Antique Betjemann Tantalus
A Betjemann tantalus is a patented design of two or three decanters that are locked in a wooden case. The concept was that the contents could always be viewed but not opened or poured unless the case was opened by a key.
History & Description
The Betjemann tantalus was invented by George Betjemann, grand-father of the noted English poet and broadcaster, Sir John Betjeman, in 1881. It was once thought that the Betjemann tantalus was designed in order to prevent a household’s butler from stealing or sampling the decanters’ contents.
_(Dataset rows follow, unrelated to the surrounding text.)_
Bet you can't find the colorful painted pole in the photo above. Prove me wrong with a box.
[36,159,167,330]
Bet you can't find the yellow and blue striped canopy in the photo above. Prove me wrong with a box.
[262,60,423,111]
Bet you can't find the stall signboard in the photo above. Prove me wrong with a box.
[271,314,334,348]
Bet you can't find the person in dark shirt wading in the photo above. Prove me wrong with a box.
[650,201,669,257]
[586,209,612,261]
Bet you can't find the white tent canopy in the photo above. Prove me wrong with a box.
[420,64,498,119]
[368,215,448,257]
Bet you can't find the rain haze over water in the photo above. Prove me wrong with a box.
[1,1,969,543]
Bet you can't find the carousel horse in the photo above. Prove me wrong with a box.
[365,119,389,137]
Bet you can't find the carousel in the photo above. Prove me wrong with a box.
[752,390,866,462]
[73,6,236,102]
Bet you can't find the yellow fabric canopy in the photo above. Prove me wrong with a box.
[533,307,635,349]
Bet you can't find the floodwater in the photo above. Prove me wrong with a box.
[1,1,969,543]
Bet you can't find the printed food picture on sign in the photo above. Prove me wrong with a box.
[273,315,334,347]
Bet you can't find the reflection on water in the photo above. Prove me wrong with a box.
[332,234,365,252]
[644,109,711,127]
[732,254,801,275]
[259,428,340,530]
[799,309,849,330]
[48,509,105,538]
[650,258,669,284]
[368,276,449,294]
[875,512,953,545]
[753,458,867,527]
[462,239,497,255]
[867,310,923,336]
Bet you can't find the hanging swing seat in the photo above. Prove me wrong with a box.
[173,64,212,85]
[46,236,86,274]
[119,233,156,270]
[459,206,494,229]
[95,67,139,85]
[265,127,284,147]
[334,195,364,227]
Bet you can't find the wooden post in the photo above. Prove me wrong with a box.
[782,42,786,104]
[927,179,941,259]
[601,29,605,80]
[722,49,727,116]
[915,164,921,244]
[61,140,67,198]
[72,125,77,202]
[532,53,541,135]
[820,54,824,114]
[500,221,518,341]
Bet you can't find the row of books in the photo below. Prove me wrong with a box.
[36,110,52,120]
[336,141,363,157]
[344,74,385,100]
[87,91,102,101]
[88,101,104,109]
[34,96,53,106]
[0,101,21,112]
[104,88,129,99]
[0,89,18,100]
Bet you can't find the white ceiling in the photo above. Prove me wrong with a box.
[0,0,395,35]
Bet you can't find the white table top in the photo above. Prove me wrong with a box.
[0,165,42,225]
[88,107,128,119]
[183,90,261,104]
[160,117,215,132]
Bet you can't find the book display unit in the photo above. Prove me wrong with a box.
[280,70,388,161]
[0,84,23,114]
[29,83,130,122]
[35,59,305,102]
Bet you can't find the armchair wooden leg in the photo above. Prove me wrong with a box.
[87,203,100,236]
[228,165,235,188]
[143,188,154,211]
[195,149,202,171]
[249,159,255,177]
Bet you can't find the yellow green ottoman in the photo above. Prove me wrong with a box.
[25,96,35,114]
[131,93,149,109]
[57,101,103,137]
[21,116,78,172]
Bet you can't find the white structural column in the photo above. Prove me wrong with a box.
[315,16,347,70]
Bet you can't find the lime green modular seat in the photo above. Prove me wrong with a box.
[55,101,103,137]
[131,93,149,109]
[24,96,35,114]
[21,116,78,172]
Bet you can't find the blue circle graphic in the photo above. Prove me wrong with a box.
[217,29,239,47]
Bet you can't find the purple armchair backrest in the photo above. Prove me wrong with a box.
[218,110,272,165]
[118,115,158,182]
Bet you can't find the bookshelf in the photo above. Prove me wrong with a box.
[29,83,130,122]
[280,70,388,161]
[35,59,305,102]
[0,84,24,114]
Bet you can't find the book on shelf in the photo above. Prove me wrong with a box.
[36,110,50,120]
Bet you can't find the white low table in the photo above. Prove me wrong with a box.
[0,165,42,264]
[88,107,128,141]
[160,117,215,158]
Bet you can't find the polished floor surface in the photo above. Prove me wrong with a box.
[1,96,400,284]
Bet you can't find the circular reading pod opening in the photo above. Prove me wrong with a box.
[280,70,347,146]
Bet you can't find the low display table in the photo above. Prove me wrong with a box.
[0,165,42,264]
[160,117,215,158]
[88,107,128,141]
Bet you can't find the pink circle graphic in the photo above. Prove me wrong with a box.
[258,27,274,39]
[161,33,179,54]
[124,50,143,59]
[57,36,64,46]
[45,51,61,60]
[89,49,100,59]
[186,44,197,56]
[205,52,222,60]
However, it is much more likely that the bizarre yet ingenious Betjemann tantalus was just another novelty device that became popular with the affluent middle-class of the late-nineteenth century.
Guide for collectors
Antique Betjemann tantaluses are extremely popular collectors’ items and are frequently sold through both national and international auctioneers. The price of a Betjemann tantalus is determined by its age, condition, the sophistication of the patent locking system and the quality of the glass decanters.
The most valuable Betjemann tantaluses are those that were made in the late-nineteenth century. In addition, collectors should look out for glass decanters that were manufactured by R. Wilke Ltd. as these represent the earliest examples of Betjemann tantaluses.
Notable auction sales
On October 25th 2005 at Christie’s in London, a Victorian coromandel Betjemann tantalus, retailed by Mappin & Webb, circa 1890, realised a price of £2,160.
On July 3rd 1991 at Christie’s in London, a Victorian Betjemann gilt-bronze tantalus, retailed by Mappin & Webb, realised a price of £748.
On January 22nd 1990 at Christie’s in New York, a Victorian Betjemann silver-plated and oak tantalus, circa 1880, realised a price of $1,150.
On June 4th 2011 at New Orleans Auction Galleries Inc. in New Orleans, Louisiana, a George V Betjemann silver-plated tantalus, circa early-twentieth century, realised a price of $1,100.